Xela

In Bocca Al Lupo

(Type; 2008)

By George Bass | 4 December 2008

Like Magic Eye or smoking, religion’s never really done much for me. The closest I ever got to a holy experience was via the Lord’s Prayer at school, repeated once a week till it was just another times table rhyme from the mouths of bent-backed children. This, perhaps, is only my reluctance to believe in something so un-fantastic, so plodded-over and traditional. But what if there is something out there in the dark; some omnipresent spectre peering down from its lair? What if instead of a welcoming white beard it’s poised with a long cloak and assegai, waiting with a blank canvas and an absence of red paint? What if he/she’s also got a blackboard, and every motel-drawer bible you vandalized with stickmen equals six nights of marrow-chilling horror?

That’s the theory propagated by Type mogul John Twells, whose fourth album as the amorphous Xela is one of the bleakest recordings I could ever imagine a non-incarcerated human creating. And I don’t mean bleak as in transferable to black hoodies that jump up to form right hand into horn sign—I mean apocalyptic, bone-aching white noise, the kind of thing the SAS play when they’re trying to weed out the crackers. Having already skirted the shores of doom on his horror-soundtrack album The Dead Sea (2006), Twells comes ready trained in the art of enduring trauma, but on In Bocca Al Lupo we find him casting his rations and powder to the waves as he waits for the inevitable ferryman. Conceived, excommunicated, and chastised by Twells during two years of exploring ruined cathedrals, In Bocca Al Lupo (Italian for “into the mouth of the wolf” or “good luck”) uses hearse-black graphite grease to paint the definitive account of the side effects of too much faith.

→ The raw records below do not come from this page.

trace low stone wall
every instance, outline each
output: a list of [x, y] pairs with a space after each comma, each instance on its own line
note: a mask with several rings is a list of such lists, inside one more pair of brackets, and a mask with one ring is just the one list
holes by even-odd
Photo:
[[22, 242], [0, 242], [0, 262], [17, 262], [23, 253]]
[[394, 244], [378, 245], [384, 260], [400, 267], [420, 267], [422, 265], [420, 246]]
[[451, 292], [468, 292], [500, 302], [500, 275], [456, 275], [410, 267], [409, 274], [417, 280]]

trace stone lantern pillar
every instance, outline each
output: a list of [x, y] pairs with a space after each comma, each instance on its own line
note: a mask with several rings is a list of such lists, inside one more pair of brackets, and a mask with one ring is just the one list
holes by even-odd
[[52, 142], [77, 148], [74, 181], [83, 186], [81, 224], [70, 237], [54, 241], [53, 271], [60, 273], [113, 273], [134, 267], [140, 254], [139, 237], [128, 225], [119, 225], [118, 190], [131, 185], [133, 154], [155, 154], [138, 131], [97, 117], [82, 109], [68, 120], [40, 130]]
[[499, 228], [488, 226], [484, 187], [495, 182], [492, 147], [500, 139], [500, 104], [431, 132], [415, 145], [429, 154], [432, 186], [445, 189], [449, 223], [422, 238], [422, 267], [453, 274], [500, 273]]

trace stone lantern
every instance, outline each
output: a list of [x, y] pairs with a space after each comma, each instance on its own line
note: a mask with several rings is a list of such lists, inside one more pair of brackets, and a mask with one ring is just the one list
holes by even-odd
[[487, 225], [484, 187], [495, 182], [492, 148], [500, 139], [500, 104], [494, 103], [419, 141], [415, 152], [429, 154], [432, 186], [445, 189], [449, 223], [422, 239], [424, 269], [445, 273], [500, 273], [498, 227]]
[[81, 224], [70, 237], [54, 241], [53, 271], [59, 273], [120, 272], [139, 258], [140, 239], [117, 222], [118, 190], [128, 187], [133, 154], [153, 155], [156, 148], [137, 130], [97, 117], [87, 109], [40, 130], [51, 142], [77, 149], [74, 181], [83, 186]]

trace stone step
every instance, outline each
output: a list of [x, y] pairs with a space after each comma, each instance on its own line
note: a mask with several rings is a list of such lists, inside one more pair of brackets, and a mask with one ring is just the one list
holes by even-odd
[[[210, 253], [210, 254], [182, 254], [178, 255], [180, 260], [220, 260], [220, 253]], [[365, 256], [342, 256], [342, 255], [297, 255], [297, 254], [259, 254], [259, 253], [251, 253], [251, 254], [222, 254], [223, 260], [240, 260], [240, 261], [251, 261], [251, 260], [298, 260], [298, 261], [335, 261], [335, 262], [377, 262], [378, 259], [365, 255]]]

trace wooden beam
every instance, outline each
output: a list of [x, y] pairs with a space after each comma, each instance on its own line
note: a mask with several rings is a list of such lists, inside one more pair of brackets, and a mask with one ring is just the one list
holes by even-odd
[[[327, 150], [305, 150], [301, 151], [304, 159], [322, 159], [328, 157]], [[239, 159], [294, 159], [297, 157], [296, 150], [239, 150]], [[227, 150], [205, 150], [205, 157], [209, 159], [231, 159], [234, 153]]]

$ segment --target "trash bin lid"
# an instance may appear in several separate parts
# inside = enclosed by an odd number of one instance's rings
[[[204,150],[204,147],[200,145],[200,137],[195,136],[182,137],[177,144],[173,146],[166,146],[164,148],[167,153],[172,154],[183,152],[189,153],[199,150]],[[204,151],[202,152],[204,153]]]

Split into quarters of Halloween tempazepam and running at more than an hour, In Bocca is by no means small beer in anyone’s eyes. Whether you hear the manipulated field recordings of bombed monuments of just four slabs of sublimating matter depends somewhat on your Rorschach reading, but I’ll waste no time in telling you these are the coldest drones I’ve stuck my head in since Godspeed You! Black Emperor’s F#A#∞ (1998). What little traces of detectible music remain are just proof that a part of us will always covet mayhem and won’t go to sleep until evil has swatted a victim: see the thematic sinew on opener “Ut Nos Vivicaret,” prowling delicately through moonlit ruins as machines grind like bad traffic. It’s occult as fuck, and harks back to an era where nailing heretics to crosses was the staple of holy entertainment. “If they’d hanged Jesus Christ we’d all be kneeling in front of a fucking gibbet,” prompted Richard E. Grant in How To Get Ahead In Advertising, railing against the fallibility of consumers. Well Dick, if they’d faxed him through two charcoal rollers and punched a spoke-hole through the resulting dark disc, I think you’d have the album we’re listening to here. As gruesome as anything you’d expect from a record whose cover art depicts wolves lapping at slashed tract, there’s a relentless dissolve into “In Deo Salutari Meo,” where you can eavesdrop on pieces of mass behind the ominous ambient crackle. A voice rasps in the dark, prompting you to crawl on with caution as cracks start appearing in your brain. It all tastes like an inescapable art installation—unsurprising, as that was the record’s original purpose—but if you bought tickets for this show you’d be unwise to take your eyes for a second off the fire exit.

Clearly keen to have his name in the hat for the next David Fincher OST, Twells makes no attempt to purify his evangelical vacuum on IBAL‘s deeper b-side. Instead he recreates the hooting of steamers as they drift helplessly toward the maelstrom. Not since Malcolm Clarke’s score for The Sea Devils have I felt the bubbling of Stockholm Syndrome for such angular, jarring music, and “In Misericordia” could well be the sound of post-coital bliss between the idol and its servant, bathed in celestial crying as one belief swallows another. We’re definitely closing in on the core apparatus now, and that smog from the pit just keeps on wafting up as Twells gently dares us to turn back. It’s too late, though, and scorched reactions try and drown out a sacrificial pounding on “Beatae Immortalitatis.” Something hideous is beginning to awaken, chewing up tapes of demonic screeching like the climax to some diabolical blazing. It’s enough to convince the listener he or she is one of the shepherds who saw stars one December and thought that their saviour was returning: this is visceral, terrifying, transformative music, scarred forever by the dormant spores of cold campfire psychosis. Eventually the furies subside into a piercing electrical hum, then the currents die, then nothing. Just a glare from some hovering deity as the phantasms melt into shadows, the howling still ringing in your ears as free will peels back into worship.